If William Gibson is the Wordsworth of cyberpunk fiction, Bruce Sterling is the Coleridge.¹ It was in fact Sterling who coined the term cyberpunk, some years back & it’s clear that he remains the phenomenon’s most serious intellectual thinker. Given the traditional atomization of novelists by the trade publishing industry, the idea of something akin to a movement of same – even if it amounted only acknowledging mutual interest in one another’s work – was an effective means of focusing attention on what makes this group of writers different. Tho they often use the speculative devices associated with sci-fi, they aren’t sci-fi writers in the traditional sense at all. Rather, they’re interested in exploring the possibilities of society, history & technology, broad categories of concern that can go in a lot of different directions. Sterling’s Islands in the Net remains my favorite example of the phenomenon, set as it is amid a world in which voracious pirate corporations operate in a post-state world.
Zeitgeist is the most recent Sterling book I’ve read & it’s pretty indicative of what’s often great, but also often frustrating, about his projects. The novel was published originally in hardback in November of 2000, with the paperback having been issued in August 2001. Zeitgeist probably should have been published even earlier than that – aspects of the reading experience would have been heightened, if not actually different, if this book were read, say, mid-1999. As it is, it’s a sign of Sterling’s general attention to the world that even having missed the Millennium & having gotten into print in advance of the 9/11 attacks, this is a book that actually includes Osama bin Laden (complete with calypso jokes about the Taliban), albeit at its periphery. One premise overall is that the new century will be radically different from the old, and that the “American century” just past will be supplanted by something quite different, fairly deadly, & far more apt to be centered not in New York or Washington, but in that swath of landscape that stretches from the Middle East to South Asia & reaches northward in to the peripheral republics of the late, unlamented U.S.S.R. In this sense, Zeitgeist joins James Sherry’s Our Nuclear Heritage as an example of prophetic writing – the difference being that Sherry saw this a dozen years ahead of the attack on the Trade Center & Pentagon, while Sterling got his in just under the wire.
The story, such as it is, concerns one Leggy Starlitz, a cheesy hustler who manages a Spice-girls knock-off band called G-7, which has one girl from each country then participating in the economic cartel. Singing & dancing skills not required. The plan is to have the group tour through a series of countries starting with Cyprus & heading east. This gets complicated when the band gets basically taken over by rogue Turkish intelligence agents & Starlitz ex-wife, now a lesbian hippie beansprout communard in Oregon, shows up to drop off the 11-year-old daughter, Zeta, whom Starlitz has never met. But along the way more things happen than one might imagine, including a narrative interlude in Hawaii & a trip across the Mexican-US border to conjure up a sort-of-virtual grandfather who speaks only in palindromes.

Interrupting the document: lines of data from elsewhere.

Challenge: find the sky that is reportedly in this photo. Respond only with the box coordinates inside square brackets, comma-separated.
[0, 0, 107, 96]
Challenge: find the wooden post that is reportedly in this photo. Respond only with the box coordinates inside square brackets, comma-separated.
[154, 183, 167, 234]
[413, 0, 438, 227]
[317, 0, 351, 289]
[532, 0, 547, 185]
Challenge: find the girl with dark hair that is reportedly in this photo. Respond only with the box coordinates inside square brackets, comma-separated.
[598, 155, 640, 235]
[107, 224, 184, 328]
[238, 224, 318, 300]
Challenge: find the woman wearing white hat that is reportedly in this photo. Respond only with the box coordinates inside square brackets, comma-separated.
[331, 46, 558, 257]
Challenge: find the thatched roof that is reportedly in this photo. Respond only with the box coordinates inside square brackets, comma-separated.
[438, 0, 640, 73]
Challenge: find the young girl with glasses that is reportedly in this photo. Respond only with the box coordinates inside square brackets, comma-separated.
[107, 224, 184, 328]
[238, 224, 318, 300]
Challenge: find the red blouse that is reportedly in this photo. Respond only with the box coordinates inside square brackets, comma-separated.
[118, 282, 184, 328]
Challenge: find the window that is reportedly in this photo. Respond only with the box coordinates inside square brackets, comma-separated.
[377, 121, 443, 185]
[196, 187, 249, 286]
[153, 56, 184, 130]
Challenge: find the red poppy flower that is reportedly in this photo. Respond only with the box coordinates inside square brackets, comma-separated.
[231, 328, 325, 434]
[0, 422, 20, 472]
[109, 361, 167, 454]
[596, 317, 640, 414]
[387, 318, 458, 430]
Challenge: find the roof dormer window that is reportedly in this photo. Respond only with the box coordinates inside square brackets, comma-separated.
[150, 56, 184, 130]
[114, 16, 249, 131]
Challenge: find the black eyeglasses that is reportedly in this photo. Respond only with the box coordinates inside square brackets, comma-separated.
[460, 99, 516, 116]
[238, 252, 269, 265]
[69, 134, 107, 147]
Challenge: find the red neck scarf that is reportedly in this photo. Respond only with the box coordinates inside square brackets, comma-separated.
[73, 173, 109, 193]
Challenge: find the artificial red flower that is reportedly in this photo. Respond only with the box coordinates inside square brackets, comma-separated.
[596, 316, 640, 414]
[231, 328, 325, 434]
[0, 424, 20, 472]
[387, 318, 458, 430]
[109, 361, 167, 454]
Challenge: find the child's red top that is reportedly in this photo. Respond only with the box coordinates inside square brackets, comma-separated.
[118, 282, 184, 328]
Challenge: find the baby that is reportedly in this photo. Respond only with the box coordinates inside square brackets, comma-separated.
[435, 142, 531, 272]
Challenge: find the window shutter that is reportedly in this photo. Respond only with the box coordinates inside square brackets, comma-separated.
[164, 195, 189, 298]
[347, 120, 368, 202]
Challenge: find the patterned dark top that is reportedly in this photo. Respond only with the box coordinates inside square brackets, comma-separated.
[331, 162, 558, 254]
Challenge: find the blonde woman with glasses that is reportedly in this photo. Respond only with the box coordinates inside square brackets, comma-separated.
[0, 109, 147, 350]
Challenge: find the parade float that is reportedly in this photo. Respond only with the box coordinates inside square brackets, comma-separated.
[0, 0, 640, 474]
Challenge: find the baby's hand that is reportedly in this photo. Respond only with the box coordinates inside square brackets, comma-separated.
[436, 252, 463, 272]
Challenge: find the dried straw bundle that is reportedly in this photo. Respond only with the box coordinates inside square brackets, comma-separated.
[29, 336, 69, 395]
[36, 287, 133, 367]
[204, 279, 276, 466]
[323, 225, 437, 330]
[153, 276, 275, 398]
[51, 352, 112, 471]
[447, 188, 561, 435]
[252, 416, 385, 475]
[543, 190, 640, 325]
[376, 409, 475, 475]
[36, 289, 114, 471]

As is so often the case in life, Sterling’s greatest strength – his rapid-fire, free-associating imagination – is the book’s primary weakness as well. The plot roars right along, but not so much in any one direction. It ends, but to call the conclusion satisfying or even a conclusion is overstating the case. In that sense, Sterling is not unlike Pynchon’s later work, filled with the devices of narrative motion but absent any strong sense of direction.

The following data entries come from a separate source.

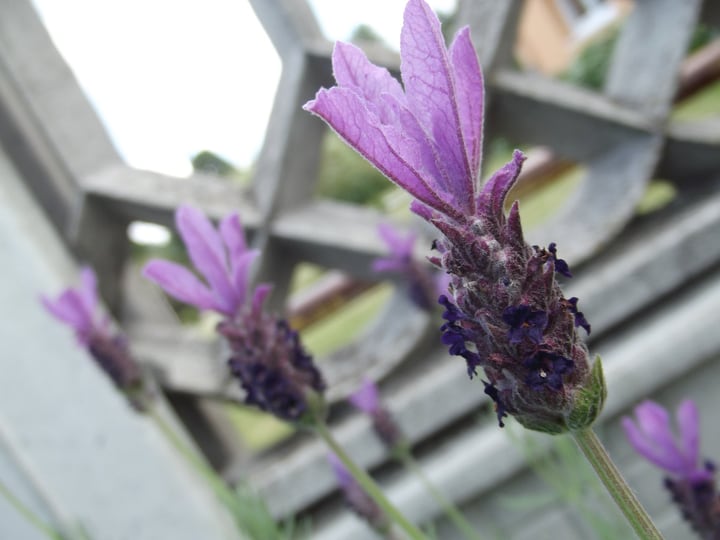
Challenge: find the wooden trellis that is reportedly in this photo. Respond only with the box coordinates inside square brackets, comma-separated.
[0, 0, 720, 539]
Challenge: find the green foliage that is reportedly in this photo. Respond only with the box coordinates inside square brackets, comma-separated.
[232, 484, 310, 540]
[560, 27, 620, 90]
[502, 422, 633, 540]
[316, 132, 391, 206]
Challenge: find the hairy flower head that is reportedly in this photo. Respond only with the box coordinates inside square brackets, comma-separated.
[41, 267, 145, 410]
[305, 0, 605, 433]
[622, 399, 720, 539]
[143, 206, 325, 422]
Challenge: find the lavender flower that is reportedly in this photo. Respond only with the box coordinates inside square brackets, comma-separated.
[327, 453, 390, 534]
[622, 399, 720, 540]
[143, 206, 325, 422]
[41, 267, 145, 410]
[349, 379, 407, 451]
[305, 0, 605, 433]
[372, 223, 447, 311]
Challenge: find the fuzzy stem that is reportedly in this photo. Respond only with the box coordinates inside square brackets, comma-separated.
[312, 420, 427, 540]
[397, 450, 480, 540]
[0, 481, 62, 540]
[572, 428, 663, 540]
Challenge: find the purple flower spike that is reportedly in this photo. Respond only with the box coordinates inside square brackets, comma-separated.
[143, 206, 258, 316]
[622, 399, 720, 538]
[41, 267, 145, 410]
[372, 223, 447, 311]
[41, 267, 105, 346]
[327, 453, 390, 533]
[622, 400, 707, 479]
[348, 379, 407, 451]
[143, 206, 325, 422]
[304, 0, 606, 434]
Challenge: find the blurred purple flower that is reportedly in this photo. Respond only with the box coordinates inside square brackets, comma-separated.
[622, 399, 712, 480]
[348, 379, 407, 451]
[622, 399, 720, 539]
[143, 205, 258, 317]
[143, 206, 325, 422]
[327, 453, 390, 533]
[372, 223, 449, 311]
[304, 0, 605, 433]
[41, 267, 144, 409]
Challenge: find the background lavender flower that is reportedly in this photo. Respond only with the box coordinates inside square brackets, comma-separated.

Sterling likes to complicate these narratives by having the characters struggle with ordinary aspects of family living, even as assassins are showing up & the body-count starts to mount. In this book, it’s the relationship with Zeta, who’s constant refrain, “Hey Dad,” virtually sets up the syncopation of the book. In Islands of the Net, one of the key characters had to do her thing while pregnant (not unlike the sheriff in Fargo).
It’s fun, fast, furious, full of things to think about with regards to the future configuration of forces in this world, and yet in the end it’s a literary cookie as well, digestible more than memorable. Oddly enough, given all its dystopic warnings & quick shoot-from-the-hip sociology, it’s both accurate in one sense – this century is already patently different from the previous one – and far more optimistic than events since 9/11 would lead anyone to believe.
¹ It’s easy to push this analogy too far. Lucius Shepard becomes the Blake & Neal Stephenson becomes what? The Shelley?